Ne çarkıfelek ne ihlal ettiğim
birileri var hayatta ve kabak hep de benim başıma patlar üstelik kabağın kilosu
kaç lira?
Sözcükler.
Bazen bir biberon gibi hissediyorum
elimdeki kalemi ve pür-ü pak duygular adeta içime çektiğim süt beyazı sözcükler
ve duygular.
Kulvarımda öndeyim çünkü künyemde
saklı ismimin hakkını vermek zorundayım daha da ötesi:
Bana sunulan bana bahşedilen ne ise
layığıyla yaşamak adına tüm çabam ve asla da ödün vermeden değerlerimden.
Hep de vurguladığım üzere:
Ben sıra dışı bir rüzgârım bazen
üşüten bazen ısıtan ve buna malik olmak aslında Rabbime koşmakla ilintili.
Mevsimin nazı.
Benimse bitimsiz niyazım.
Çıkacak hortum öncesi her yeri
topluyorum ve öylesine esmeye başlıyorum ki ve işte kendimden geçtiğim…
Cenneti adımlarken.
Cinnet gecelerini geride bıraktığım.
Tek çekincem dahi olmazken
insanlardan ve hep da usturuplu yaşamayı şiar edindiği ve an gelip bunun bile
suç olduğunu yüzüme haykıranlar üstelik yakın zamanda ve buna şahit olmam
inanılmaz gücüme gitmişken ve işte tek sadık dostumun kalemim olduğu gerçeği bu
vesileyle de yolumun kesiştiği sizler…
Şair ne de güzel demiş üstelik asla
da yadsıyamam bu sözlerinin bire bir beni yansıttığını:
‘’Öyle büyük umutlarım olmadı benim,
büyük düşlerim, özlemlerim, büyük beklentilerim olmadı. Koşullarım beni
oluşturdu ben acılarımı buldum. Herkes gibi yaşasaydım eğer, yaşamı onlar gibi
görebilseydim çarşılar yeterdi avutmaya beni. ‘’

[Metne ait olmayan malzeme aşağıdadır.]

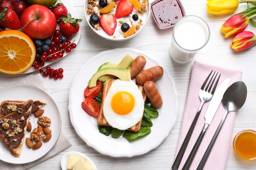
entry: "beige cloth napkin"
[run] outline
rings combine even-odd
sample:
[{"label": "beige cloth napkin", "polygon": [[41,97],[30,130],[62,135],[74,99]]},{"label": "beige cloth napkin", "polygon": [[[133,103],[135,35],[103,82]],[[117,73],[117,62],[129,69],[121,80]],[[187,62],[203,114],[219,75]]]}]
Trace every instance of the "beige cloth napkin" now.
[{"label": "beige cloth napkin", "polygon": [[[242,72],[240,71],[206,64],[196,61],[194,62],[175,159],[200,105],[201,100],[198,96],[200,88],[211,70],[216,71],[216,72],[221,74],[217,88],[220,84],[227,78],[231,79],[230,86],[236,82],[240,81],[242,77]],[[203,106],[197,123],[178,170],[182,169],[199,134],[202,130],[205,121],[204,117],[209,103],[209,102],[205,103]],[[222,103],[221,103],[205,133],[190,170],[195,170],[197,169],[223,117],[225,111],[225,107]],[[204,170],[225,169],[230,147],[236,113],[236,112],[231,112],[228,114],[209,155],[207,161],[204,166]]]},{"label": "beige cloth napkin", "polygon": [[[47,92],[47,89],[44,83],[43,79],[40,73],[36,75],[31,74],[17,82],[16,84],[26,84],[33,85]],[[61,128],[60,135],[56,143],[52,149],[42,158],[34,162],[23,164],[13,164],[0,161],[0,170],[26,170],[51,158],[72,145],[71,142]]]}]

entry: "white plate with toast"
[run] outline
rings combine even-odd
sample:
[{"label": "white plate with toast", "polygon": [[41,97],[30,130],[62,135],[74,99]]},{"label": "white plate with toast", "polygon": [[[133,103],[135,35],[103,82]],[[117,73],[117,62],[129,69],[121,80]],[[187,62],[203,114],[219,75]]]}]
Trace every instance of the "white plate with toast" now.
[{"label": "white plate with toast", "polygon": [[[100,133],[97,118],[85,113],[81,106],[85,99],[83,92],[89,80],[98,67],[106,62],[118,63],[128,54],[134,58],[141,55],[146,60],[144,69],[160,65],[164,75],[155,82],[163,101],[157,109],[158,117],[152,120],[153,126],[148,136],[129,142],[122,137],[114,138]],[[87,144],[99,152],[112,157],[130,157],[144,154],[157,147],[169,135],[178,113],[178,100],[175,83],[169,71],[143,51],[133,49],[116,49],[106,51],[91,58],[75,77],[70,91],[68,108],[72,125],[79,136]]]},{"label": "white plate with toast", "polygon": [[[35,86],[25,84],[11,85],[0,90],[0,103],[5,100],[27,101],[29,99],[42,100],[46,104],[40,109],[45,111],[43,116],[51,119],[51,126],[49,128],[52,131],[52,138],[49,141],[42,141],[42,145],[37,150],[32,150],[27,146],[26,138],[30,137],[30,132],[25,133],[22,151],[19,157],[13,156],[7,147],[0,139],[0,160],[13,164],[22,164],[31,162],[42,157],[46,154],[53,147],[58,139],[61,126],[61,114],[54,101],[45,91]],[[34,115],[30,116],[32,130],[37,127],[38,118]],[[34,141],[34,144],[35,143]]]}]

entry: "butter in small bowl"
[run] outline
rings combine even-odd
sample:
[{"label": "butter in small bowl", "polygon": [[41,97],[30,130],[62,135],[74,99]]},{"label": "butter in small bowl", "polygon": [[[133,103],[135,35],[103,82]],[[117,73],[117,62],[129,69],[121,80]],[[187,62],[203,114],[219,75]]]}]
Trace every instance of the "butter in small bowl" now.
[{"label": "butter in small bowl", "polygon": [[160,29],[172,27],[178,20],[186,15],[179,0],[156,0],[150,6],[153,18]]},{"label": "butter in small bowl", "polygon": [[61,161],[62,170],[97,170],[94,163],[88,157],[79,152],[64,154]]},{"label": "butter in small bowl", "polygon": [[256,160],[256,131],[245,130],[239,132],[233,140],[235,152],[247,161]]}]

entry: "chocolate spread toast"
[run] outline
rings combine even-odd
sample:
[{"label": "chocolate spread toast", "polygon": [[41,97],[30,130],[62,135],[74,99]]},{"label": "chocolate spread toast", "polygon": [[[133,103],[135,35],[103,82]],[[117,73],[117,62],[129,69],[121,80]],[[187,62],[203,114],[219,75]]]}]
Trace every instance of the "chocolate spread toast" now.
[{"label": "chocolate spread toast", "polygon": [[0,138],[11,153],[19,157],[33,104],[29,100],[14,111],[0,118]]},{"label": "chocolate spread toast", "polygon": [[[15,111],[25,102],[17,100],[5,100],[2,102],[0,105],[0,118]],[[31,113],[34,113],[45,104],[45,102],[42,100],[33,101]]]},{"label": "chocolate spread toast", "polygon": [[[101,103],[101,106],[99,109],[99,116],[98,117],[98,124],[100,125],[103,125],[107,126],[111,126],[108,124],[107,120],[104,116],[104,114],[103,113],[103,103],[104,102],[104,101],[105,100],[106,95],[108,93],[108,89],[109,89],[109,88],[111,86],[112,83],[113,83],[113,82],[115,80],[115,79],[108,79],[105,82],[103,86],[103,88],[102,89]],[[138,86],[139,89],[142,93],[142,96],[143,96],[143,99],[144,99],[144,102],[145,102],[147,98],[147,96],[145,93],[144,89],[143,88],[143,86],[138,84],[137,84],[137,86]],[[127,130],[135,132],[138,132],[139,130],[139,129],[140,129],[140,127],[142,121],[142,117],[141,117],[140,121],[139,122],[138,122],[137,124],[128,129]]]}]

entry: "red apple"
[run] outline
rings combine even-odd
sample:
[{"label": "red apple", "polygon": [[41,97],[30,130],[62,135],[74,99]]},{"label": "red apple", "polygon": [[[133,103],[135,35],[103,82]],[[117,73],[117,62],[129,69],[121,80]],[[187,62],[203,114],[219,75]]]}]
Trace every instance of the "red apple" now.
[{"label": "red apple", "polygon": [[30,38],[45,39],[51,37],[57,26],[52,12],[44,6],[34,4],[27,7],[20,18],[21,28]]}]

Oysaki hep raconum oldu benim
yetinmek gelin görün ki yetemediğim insanlar ve ben gecenin üstünü değiştirip
düşlerimi de kundaklarken ansızın bastıran o yağmur ve işte gecenin gözlerine
aktım ben sonra gece beni aldı uçurdu başka diyarlara.
Gecenin küstüğü aydınlıktım.
Küstüğüm insandı aslında.
İnsanlardı belki de beni bana
küstüren.
Kundağı içimdeki çocuğun.
Bekası duyguların.
Mevsimler ördüğüm penceren
sarkıttığım hayallerim ve Tanrının ayaklarıma serdiği o uzun ve kırmızı halı ve
işte içimin sahnesinde başrolde olduğumu düşündüm bir ömür asla da birine
benzeme ihtiyacı hissetmedim ve ayrıcalıklı olduğumu hissettirdi insanlar illa
ki…
Önceleri özel olduğumu düşündürdüler.
Sonra çok sevildiğime inandım.
Oysaki benim beni sevmemi
kıskanmışlardı üstelik ben onları severek kendimde yol alırken ve kendimden
uzaklaştığım ve kendimden nefret ettiğim.
Ne bir günce ne bir masal.
Ne öldürdüğüm dünüm ne de güldürdüğüm
içgüdüm.
Beni bana sevdirense kalemim oldu
hayatın ırmaklarında gezinen salınan kâğıttan kayıklar gibi içimi döktüğüm kâğıtlar
ve gözyaşımla ırmaklar aralıksız yüzdüğüm.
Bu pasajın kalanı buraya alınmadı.